Ernst & Young recently conducted an informal survey, of some 20 African countries, on the official approach toward fiscal stability agreements (FSA's). Corlie Hazell, Director for Tax at Ernst & Young, discussed the results at the firm's annual Africa Tax Conference.
She said while the data is still relatively raw, it emerges that a substantial number of the countries surveyed are amenable to entering into an FSA. Some countries will consider FSA's in both the mining and oil and gas industries. Others will do so only in one of the sectors, but not the other. This is because, in developing countries, extractive industries are often the principal source of government revenue.

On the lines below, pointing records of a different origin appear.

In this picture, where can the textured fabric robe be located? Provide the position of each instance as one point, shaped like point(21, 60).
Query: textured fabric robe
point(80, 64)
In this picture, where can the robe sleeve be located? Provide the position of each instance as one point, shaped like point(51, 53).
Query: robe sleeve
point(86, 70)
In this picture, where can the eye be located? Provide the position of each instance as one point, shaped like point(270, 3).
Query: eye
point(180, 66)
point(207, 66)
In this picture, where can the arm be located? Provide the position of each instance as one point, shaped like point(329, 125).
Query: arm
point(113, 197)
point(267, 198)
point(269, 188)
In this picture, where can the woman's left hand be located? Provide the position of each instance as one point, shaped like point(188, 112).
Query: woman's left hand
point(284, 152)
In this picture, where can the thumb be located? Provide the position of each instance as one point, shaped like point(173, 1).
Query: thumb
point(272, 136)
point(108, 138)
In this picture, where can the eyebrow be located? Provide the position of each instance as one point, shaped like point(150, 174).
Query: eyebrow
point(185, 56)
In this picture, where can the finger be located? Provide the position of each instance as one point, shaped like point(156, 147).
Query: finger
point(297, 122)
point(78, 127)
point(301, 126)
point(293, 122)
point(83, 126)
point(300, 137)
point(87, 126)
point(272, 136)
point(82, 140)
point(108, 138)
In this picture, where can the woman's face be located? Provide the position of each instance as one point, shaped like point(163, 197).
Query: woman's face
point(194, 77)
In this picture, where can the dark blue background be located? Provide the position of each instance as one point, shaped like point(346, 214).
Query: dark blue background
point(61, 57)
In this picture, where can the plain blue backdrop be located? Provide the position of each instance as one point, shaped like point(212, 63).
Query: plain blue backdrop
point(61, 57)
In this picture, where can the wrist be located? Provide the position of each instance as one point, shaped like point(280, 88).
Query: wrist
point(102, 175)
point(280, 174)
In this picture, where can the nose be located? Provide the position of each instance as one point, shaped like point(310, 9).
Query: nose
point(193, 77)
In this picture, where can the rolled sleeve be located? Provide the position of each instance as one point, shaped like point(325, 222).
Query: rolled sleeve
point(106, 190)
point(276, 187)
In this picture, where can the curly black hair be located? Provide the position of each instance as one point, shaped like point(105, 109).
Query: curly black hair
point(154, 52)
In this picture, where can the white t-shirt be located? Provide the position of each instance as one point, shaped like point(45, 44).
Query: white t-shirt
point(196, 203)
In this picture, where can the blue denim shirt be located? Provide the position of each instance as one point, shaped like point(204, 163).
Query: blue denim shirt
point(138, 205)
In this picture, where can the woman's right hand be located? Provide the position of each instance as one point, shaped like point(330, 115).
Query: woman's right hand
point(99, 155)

Instead of being dependent on citizens for tax revenues, these governments depend largely on foreign companies and attempt to obtain the FDI at any cost, at times not considering the impact of the agreement entered into.
“Interestingly, all of the countries surveyed maintained that FSA's were binding on the government in terms of tax law or domestic contract law and that there would be implications for the State if it breaches a FSA”, Hazell said.
Yet a number of countries, such as Guinea, Burkina Faso, Rawanda, Tanzania and Zambia, have in fact renegotiated or withdrawn FSA's in the last two years. “It is cause for reflection that while naked breaches may not occur, what can happen is that changes are effected to the legal regime, which are then used to justify the government's inability to honour the FSA, especially where renegotiation clauses are included in the agreements instead of stability clauses”, said Hazell.
She said it is important to note that whilst stability clauses may not deter a host government from being tempted to renegotiate an agreement, it does provide the investor with a stronger bargaining power, even if it is on arbitration only.
The message that is coming through for investors, says Hazell, is that while securing an FSA may turn out to be worth the trouble, they should be entered into with a measure of sceptism about the level and duration of the security they actually provide. “FSA’s were never intended to remove a country’s sovereign right completely and investors should make sure they fully understand what it is that the host government has agreed to”
Namibia is one of the countries that is not, generally speaking, amenable to entering into FSA's. Deputy Finance Minister, Calle Schlettwein explains why: “We say that if you have a track record of stability, have a sovereign credit rating, are able to commit to anti-money laundering and such like, then there is no reason why one should guarantee fiscal stability.”
Hazell noted that Ghana is going through a very similar process, in that 15 years ago, when it entered into many FSA’s, the economic and political landscape was very different from what it is today. This has prompted the Government to question the wisdom of the FSA’s that were in place in Ghana.
Schlettwein said while there must be security for investors there must also be a limit on the extent to which developing countries should forfeit revenues and policy space in order to try and attract them.
“In Namibia we will treat any agreement in regard to the taxation of an extraction project in the same way as we would treat a public private partnership. Guarantees of any nature must make economic sense for both parties”, Schlettwein said.
In this regard, Hazell says “I think the days of one sided FSA’s which only benefit the investors will become more and more of a rarity as the wave of nationalism continues to gain momentum. Agreements entered into with Governments where there is political conflict and little democracy should be viewed for what they are – a limited guarantee with limited inherent value. There certainly is still a place for FSA’s in the extractive industry, but an investor should be very clear on what guarantees are actually being received, which often boil down to mere recourse for compensation in the case of breach.”